①日本の障害学会設立当初の社会モデルについての理解が、より批判的に検討を重ねられるようになったこと。
・第2章のタイトルにある「障害から始まるが、障害では終わらない」。これは、批判的障害学を論じたダン・グッドレイの言葉。
・インターセクショナリティを取り上げた論文を複数掲載。

②2006年、障害者権利条約の制定
・ただし、障害者権利条約ができたから刷新的に障害に関する制度・政策が動いたわけではない。

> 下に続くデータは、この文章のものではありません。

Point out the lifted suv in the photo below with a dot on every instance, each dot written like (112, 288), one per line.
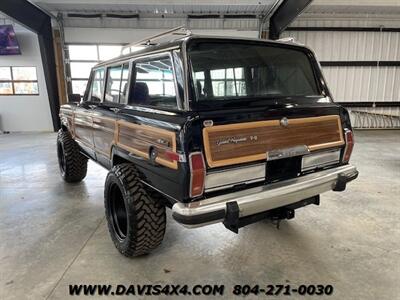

・これまでの障害当事者運動の活動が土台の一部となり、現在の障害者制度政策がある。

(スライド6)
障害学研究のさらなる進展のために
「20年の変化をもとに、本誌をあらわすなら、障害についての批判的分析と改革へのアクションのための書であるということができるだろう。もちろん、私たちWGが取り上げ切れなかった論点は多い。紙幅の関係などにより残念ながら依頼を断念せざるを得なかった方々もいる。本誌をお読みくださっている障害学会会員をはじめ皆様には、本誌をさらに補うべく、今後の『障害学研究』や学会大会での研究発表に励んでいただきたい。」